Q: What is the formula for the per-acre cost?
A: The formula is per-acre cost = total land cost / total land area in acres. If the area is given in another unit, convert it to acres first using 1 ac = 43,560 ft², 4,046.8564224 m², 0.40468564224 ha, or 0.0015625 mi².
Q: How do you compare two land listings by their per-acre cost?
A: Compute the per-acre figure for each listing using total cost / area in acres, then subtract the lower number from the higher one. The result is the per-acre savings of choosing the cheaper option, which is the figure to fold into an offer sheet.
Q: What is the difference between per-acre cost and per-square-foot cost?
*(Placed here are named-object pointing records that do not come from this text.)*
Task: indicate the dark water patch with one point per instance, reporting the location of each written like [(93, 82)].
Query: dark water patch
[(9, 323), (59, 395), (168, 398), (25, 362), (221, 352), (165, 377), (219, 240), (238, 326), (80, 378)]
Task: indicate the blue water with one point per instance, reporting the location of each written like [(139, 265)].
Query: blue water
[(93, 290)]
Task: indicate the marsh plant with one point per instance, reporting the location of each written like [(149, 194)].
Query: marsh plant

A: Per-acre cost is the land-shopping unit and per-square-foot cost is the building-valuation unit. A 25-acre lot at $309,900 is $12,396 per acre and $0.28 per ft², while a finished house valued at $200 per ft² would imply a very different per-acre figure.
Q: How do you convert per-acre cost to per-hectare cost?
A: Multiply the per-acre figure by 2.4710538147 to get the per-hectare figure, because one acre equals 0.40468564224 of a hectare. A $12,000 per acre parcel becomes $29,652 per hectare on a metric listing.
Q: What is a good per-acre cost for rural land?
A: Rural land in the United States ranges from under $2,000 per acre for dry grazing land in the Mountain West to over $30,000 per acre for irrigated cropland or build-ready parcels near a growing metro, so a good per-acre figure depends on the county, the access, and the land use.